Università di Teramo, no tax area a 26.000 euro
1 aprile 2026 | 17:06
All’Università di Teramo la no-tax area sale da 24.000 a 26.000 euro di ISEE: la soglia più alta tra gli atenei abruzzesi.
Innalzata la no-tax area da 24.000 a 26.000 euro di ISEE all’Università di Teramo: la soglia non è mai stata così alta tra gli atenei abruzzesi.
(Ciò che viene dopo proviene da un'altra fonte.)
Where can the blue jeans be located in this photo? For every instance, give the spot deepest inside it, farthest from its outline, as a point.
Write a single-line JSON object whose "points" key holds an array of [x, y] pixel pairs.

UnivAq mantiene la soglia a 22.000.
All’Università di Teramo si raggiunge un risultato importante nell’ambito della riforma del sistema contributivo universitario, che ha portato all’innalzamento della no-tax area da 24.000 a 26.000 euro di ISEE, primo caso tra i maggiori atenei abruzzesi.
“Si tratta di un intervento tutt’altro che neutro: è una misura concreta di aiuto e di rafforzamento del diritto allo studio”, afferma UdU Teramo. “L’aumento della soglia di esenzione consente di estendere la platea di studentesse e studenti che potranno accedere all’università senza dover sostenere il peso delle tasse, incidendo direttamente su quelle condizioni materiali che troppo spesso determinano, ancora oggi, chi può permettersi di studiare e chi no”.
“Parliamo di una scelta che interviene su un nodo strutturale: il costo dell’istruzione universitaria come fattore di selezione sociale. Innalzare la no-tax area significa depotenziare questo meccanismo, spostando l’asse del sistema verso una maggiore equità e riaffermando il principio fondamentale che l’Università deve essere un luogo accessibile, non un privilegio riservato a chi ha le migliori condizioni economiche”, proseguono.
Questo risultato assume un valore ancora più rilevante se considerato nel contesto attuale, segnato da un ulteriore aumento del costo della vita e da una crescente difficoltà, per molte famiglie, nel sostenere spese anche essenziali. Intervenire sulle soglie ISEE non è quindi un atto formale, ma una risposta vera e concreta ad un bisogno reale, che riguarda una parte ampia della popolazione studentesca.
“La rimodulazione delle contribuzioni per le fasce ISEE molto elevate, a partire dai 70.000 euro, rappresenta una scelta di redistribuzione: alleggerire il carico su chi ha meno, chiedendo un piccolo contributo maggiore a chi ha di più. È un’impostazione che riteniamo giusta e necessaria, in quanto consente di rafforzare il carattere pubblico dell’Università senza scaricare i costi su chi già oggi incontra molte difficoltà”, sottolineano gli studenti. “Un lavoro portato avanti con grande determinazione all’interno degli organi accademici, che ha permesso di riportare al centro del dibattito il tema dell’equità nel sistema contributivo e di tradurlo in un risultato tangibile”.
Un riconoscimento importante è stato rivolto al Rettore Christian Corsi e alla governance dell’Ateneo teramano : “Apprezziamo il coraggio di aver preso una scelta del genere, in un territorio che soffre la concorrenza di atenei pubblici più grandi o telematici, e in un momento storico in cui l’Università pubblica soffre di un definanziamento cronico. È da qui che vogliamo continuare: dalla costruzione di un sistema universitario che non riproduca le disuguaglianze sociali, ma che si faccia invece parte attiva nell’abbatterle”.